Postgresql – Recursively find the path to all leaves descending from a given parent in a tree

graphhierarchypostgresqlrecursivetree

I'm trying to write a query to identify the path to each furthest descendant of a particular parent node in a table of tree structures like:

    0     1
    |     |
    2     3
    |     |
    4     5
   / \    |
 *6*  8  *7*
      |
     *9*

There are many parents, all children have one parent, parents have 0-5 children (but the graph is very "long" – most parents only have one child). There are no cycles.
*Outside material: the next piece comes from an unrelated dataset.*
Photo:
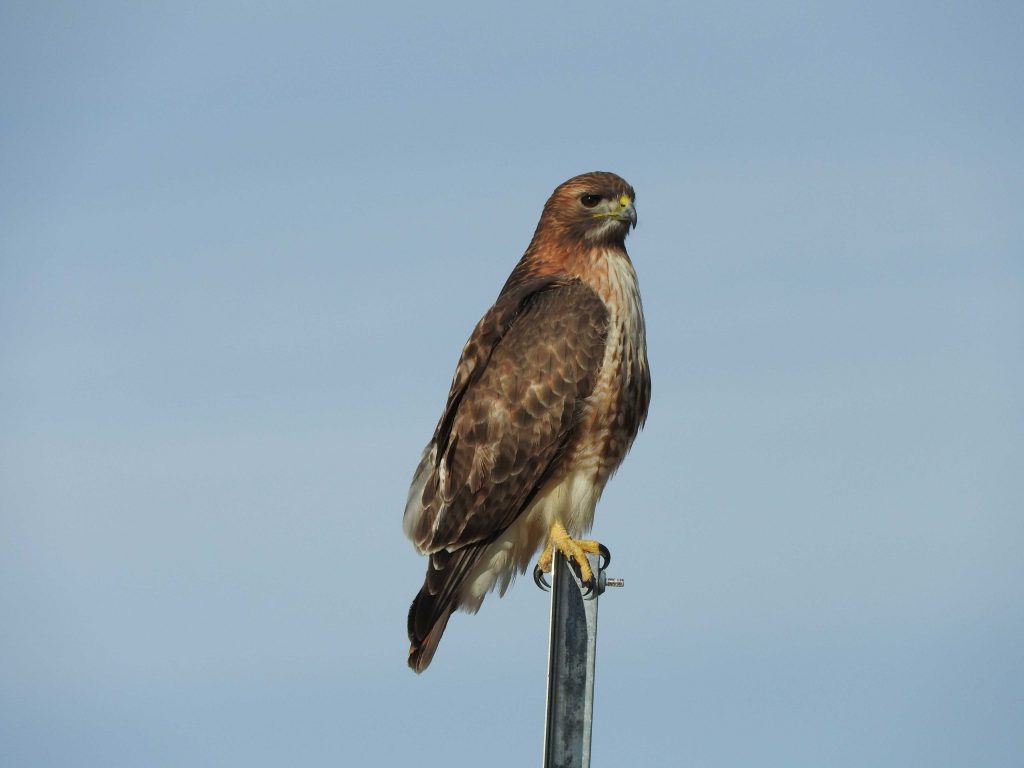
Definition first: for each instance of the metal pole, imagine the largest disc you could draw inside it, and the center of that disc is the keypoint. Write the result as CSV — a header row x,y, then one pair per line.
x,y
571,653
I'm trying to efficiently identify the path to the furthest descendants of a specific node (and not to any intermediate nodes). E.g. in the above:

  • get_leaf_paths(1) would return 1 row: {1, 3, 5, 7}
  • get_leaf_paths(2) would return 2 rows: {2, 4, 6} and {2, 4, 8, 9}

Sample table:

CREATE TABLE graph (
    id bigint PRIMARY KEY,
    parent_id bigint,
    FOREIGN KEY (parent_id) REFERENCES graph(id)
);
INSERT INTO graph (id, parent_id)
    VALUES (0, NULL),
           (1, NULL),
           (2, 0),
           (3, 1),
           (4, 2),
           (5, 3),
           (6, 4),
           (7, 5),
           (8, 4),
           (9, 8);

I'm hoping for a result that looks something like:

SELECT get_leaf_paths.* FROM get_leaf_paths(0);
path
-----
{0, 2, 4, 6}
{0, 2, 4, 8, 9}
(2 rows)

In my initial attempt at a function with a recursive query, I've had trouble selecting only the furthest leaves, especially since some branches are shorter than others (e.g. 6 and 9 above are at different depths). The paths can be very deep (thousands or millions of elements), so I would also like to avoid the excessive memory usage of generating paths for every intermediate node.
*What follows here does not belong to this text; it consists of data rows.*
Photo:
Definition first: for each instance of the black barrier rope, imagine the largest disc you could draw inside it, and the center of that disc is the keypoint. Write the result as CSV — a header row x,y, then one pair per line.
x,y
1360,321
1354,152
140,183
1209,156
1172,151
Any ideas would be greatly appreciated. Thanks!

Best Answer

WITH RECURSIVE
cte AS ( SELECT id, 
                parent_id, 
                id::TEXT path,
                NOT EXISTS ( SELECT NULL
                             FROM graph gr
                             WHERE graph.id = gr.parent_id ) is_leaf
                FROM graph 
                WHERE id = 2 /* initital node id */
         UNION ALL
         SELECT graph.id, 
                graph.parent_id, 
                cte.path || ',' || graph.id,
                NOT EXISTS ( SELECT NULL
                             FROM graph gr
                             WHERE graph.id = gr.parent_id ) 
         FROM cte JOIN graph ON cte.id = graph.parent_id)
SELECT path 
FROM cte
WHERE is_leaf

https://dbfiddle.uk/?rdbms=postgres_12&fiddle=2e40ff454f302033bf5e8cba8b0b0d85

Multiple initial nodes may be applied too (WHERE id IN (0, 1)).